Author:  argentina-slantsixer [ Mon Aug 21, 2006 3:40 pm ]
Post subject: 

Quote:
Quote:
If your dent is really small, you might wanna check your temp and oil pressure gages, since they work with the one and only volt limiter at the back of your dash cluster, and most likely that volt limiter will be reading low on the output side. .
My Temp gauge never worked since I've owned the car, and I replaced it with an aftermarket mechanical gauge first thing after I got my new engine. The voltmeter works, and the oil light goes on at ignition, and turns off when the engine is running, so I assume it works (is this a bad assumption?).
no, but the temp gage never working could have been a bad limiter that threw off the gage or a out of calibration limiter that burnt the temp gage and then the owner replaced the limiter and never noticed that the temp gage was not working....
Quote:
I was going to test some wiring this weekend, but when I tested my Ohm/volt meter on the car battery to make sure is works, it worked once then stopped working. I guess I need to get a new one.
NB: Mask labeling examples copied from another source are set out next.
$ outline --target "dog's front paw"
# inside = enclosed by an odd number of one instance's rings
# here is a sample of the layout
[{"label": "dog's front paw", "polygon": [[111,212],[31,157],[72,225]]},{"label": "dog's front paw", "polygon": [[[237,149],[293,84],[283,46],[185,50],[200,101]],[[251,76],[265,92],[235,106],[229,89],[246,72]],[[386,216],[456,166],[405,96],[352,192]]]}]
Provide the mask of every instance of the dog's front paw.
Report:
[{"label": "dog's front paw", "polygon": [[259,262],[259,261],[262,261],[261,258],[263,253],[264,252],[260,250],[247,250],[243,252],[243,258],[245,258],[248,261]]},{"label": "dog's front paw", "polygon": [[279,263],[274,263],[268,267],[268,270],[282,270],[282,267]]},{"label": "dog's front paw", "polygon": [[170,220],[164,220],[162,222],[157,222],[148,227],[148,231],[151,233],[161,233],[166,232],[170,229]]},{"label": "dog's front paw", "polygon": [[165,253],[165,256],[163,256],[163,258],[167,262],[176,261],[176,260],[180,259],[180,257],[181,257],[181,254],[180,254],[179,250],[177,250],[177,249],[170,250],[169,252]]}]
Thanks for the tip on the manufacture of a new limiter, my dash is different, but it is probably similar.
you have the speedo right over the column right? and you don't have oil pressure gage, you just have the "idiot" light? the idiot light doesn't work with the limiter so it will be working no matter how bad is the limiter on the back of that dash cluster. Yep, that's kinda diffrent butt there's still a limiter on the back of your dash cluster.